And our protagonist feels compelled to listen. Simon has been dead for over a decade. Some say he died at a Caravan Park in Dorset, but  Matthew believes it was practically murder. The guilt that has wracked him, and wrecked his family after that fated night saw a shocking transition from an innocent, boisterous boy to a teenager stumbling through life, taking all the wrong turns.

For me, it was Matthew’s voice that made this novel remarkable. His voice, breaking free from the words, illustrated the development of his character incredibly. Matthew was almost tangible, and that is what Filer achieves so greatly. That sense of a person speaking just out of sight. That there really is someone out there, a boy that age. It’s how we get lulled into fiction, because it’s all just stories, isn’t it? In the end it’s a product of a person sitting in front of a bright little screen, carefully crafting the characters that seem so spontaneous. The characters we take home and discuss over dinner, and bring into our lives.

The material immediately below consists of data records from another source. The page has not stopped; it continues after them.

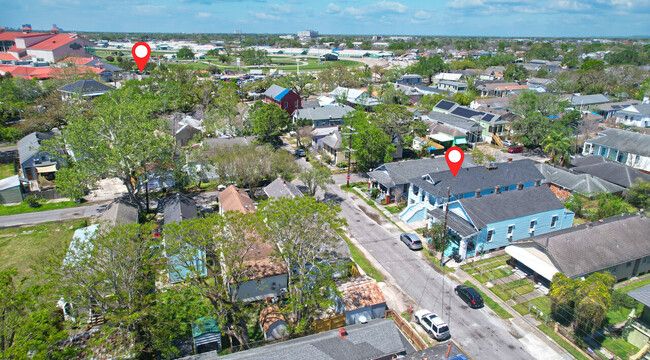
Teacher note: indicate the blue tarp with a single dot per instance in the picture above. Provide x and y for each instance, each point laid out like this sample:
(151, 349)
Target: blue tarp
(282, 94)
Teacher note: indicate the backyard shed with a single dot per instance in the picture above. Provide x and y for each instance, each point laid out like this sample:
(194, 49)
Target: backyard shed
(11, 190)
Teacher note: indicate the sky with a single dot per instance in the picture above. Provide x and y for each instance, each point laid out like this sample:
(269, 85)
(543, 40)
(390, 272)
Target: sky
(510, 18)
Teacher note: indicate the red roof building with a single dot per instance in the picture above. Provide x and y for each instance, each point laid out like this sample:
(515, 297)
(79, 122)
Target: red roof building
(50, 47)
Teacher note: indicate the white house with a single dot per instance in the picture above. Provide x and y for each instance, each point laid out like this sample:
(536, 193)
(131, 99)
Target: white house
(634, 115)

One outstanding aspect of this novel was the detail that Filer gave concerning mental health facilities and regimes. He clearly didn’t research through watching films. Actually, Filer was a mental health nurse, and so the vivid descriptions of the mistrust Matthew feels as he is forced to take his drugs tomorrow and tomorrow and tomorrow, and to endure the awful side effects, can be taken at face value as that of a (relatively- this is still fiction) accurate account, not that of some dreaming, sheltered author.

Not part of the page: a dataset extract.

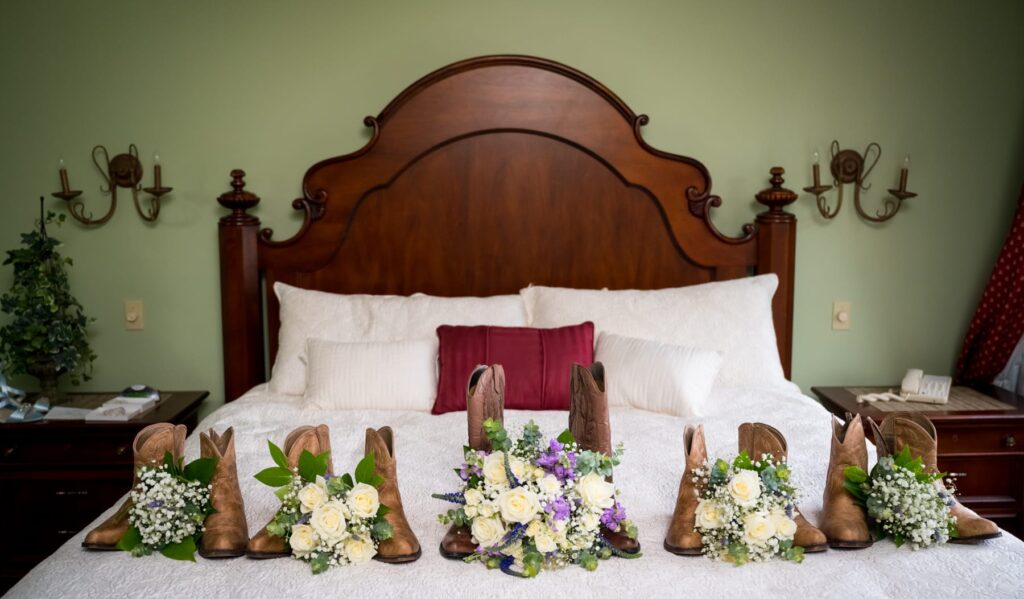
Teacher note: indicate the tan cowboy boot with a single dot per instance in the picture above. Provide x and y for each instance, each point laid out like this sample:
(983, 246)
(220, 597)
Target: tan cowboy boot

Yet on the other hand, there was a minor issue. Only a small one in the grand scheme of things, but it must be mentioned. The great reveal was grossly delayed. It was saved until page 247. By that time the actual suspense had faded away, because my interest in reason to Simon’s death could only last for so long, and by that point I had a rough (correct) idea anyway, so the climax/ reveal came as no shock. It is worth mentioning, that from the outset the protagonist does mention it the ‘shock of the fall’ (yes, that’s the title too!) which kills his brother, but we only really learn why it is has triggered schizophrenia and lasting guilt until the reveal. And marvellous at character building although Filer is, I don’t care that much to be interested until the end of novel.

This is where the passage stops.